Uncertainty of getting admission into universities / institutions is one of the global challenges in academic environment. The students are having good marks with high credential but not sure about getting their admission into universities / institutions. In this research study the researcher built a predictive model using Naïve Bayes Classifiers –machine learning algorithm to extract and analyze hidden pattern in students’ academic records and their credentials. The main objective of this research study is to reduce uncertainty for getting admission into universities / institutions on the basis of their previous credentials and some other essentials parameters. This research study presents a joint venture of Naïve Bayes Classification and Kernel Density Estimations (KDE) approach to predict student’s admission into universities or any higher institutions.
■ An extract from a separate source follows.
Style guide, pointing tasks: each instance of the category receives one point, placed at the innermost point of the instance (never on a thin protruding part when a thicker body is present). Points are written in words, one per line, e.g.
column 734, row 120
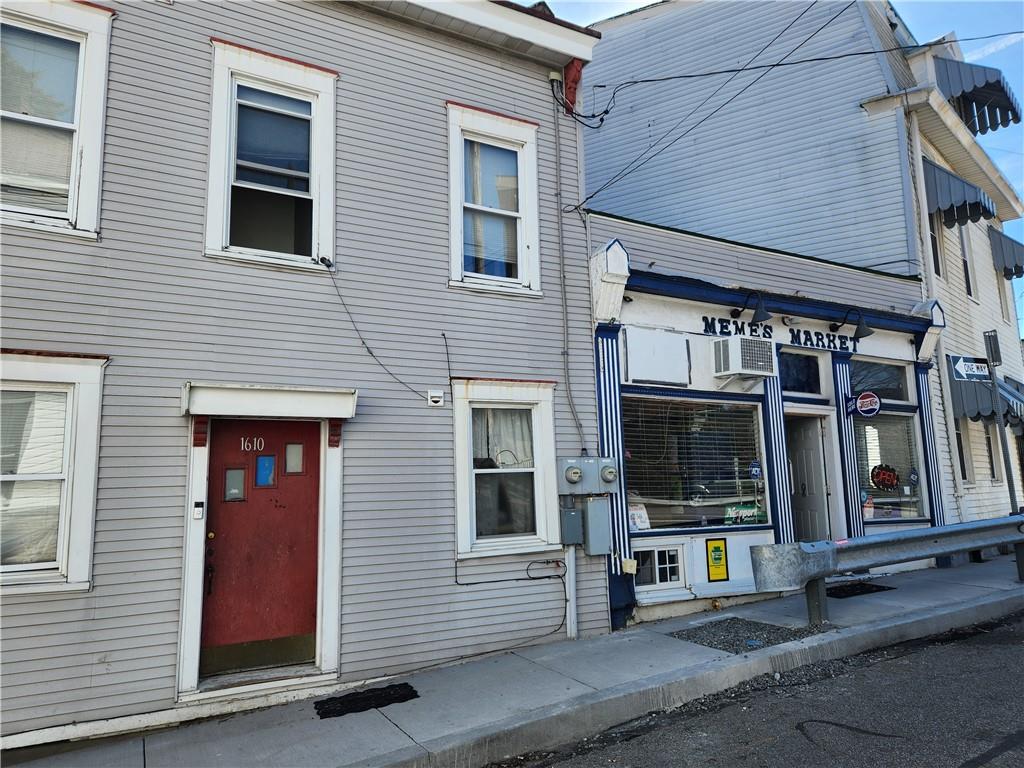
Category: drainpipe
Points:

The predictive model is built on training dataset of students’ examination score such as GPA, GRE, RANK and some other essential features that offered the admission with a predictor accuracy rate of 72% and has been experimentally verified. To improve the quality of accuracy of predictive model the researcher used the Shapiro-Walk Normality Test and Gaussian distribution on large datasets. The predictive model helps in reducing the admission uncertainty and enhances the universities decision making capabilities. The significance of this research study is to reduce human intervention for making decisions with respect to students’ admission into universities or any higher academic institutions, and it demonstrates that many universities and higher-level institutions could use this predictive model to improve their admission process without human intervention.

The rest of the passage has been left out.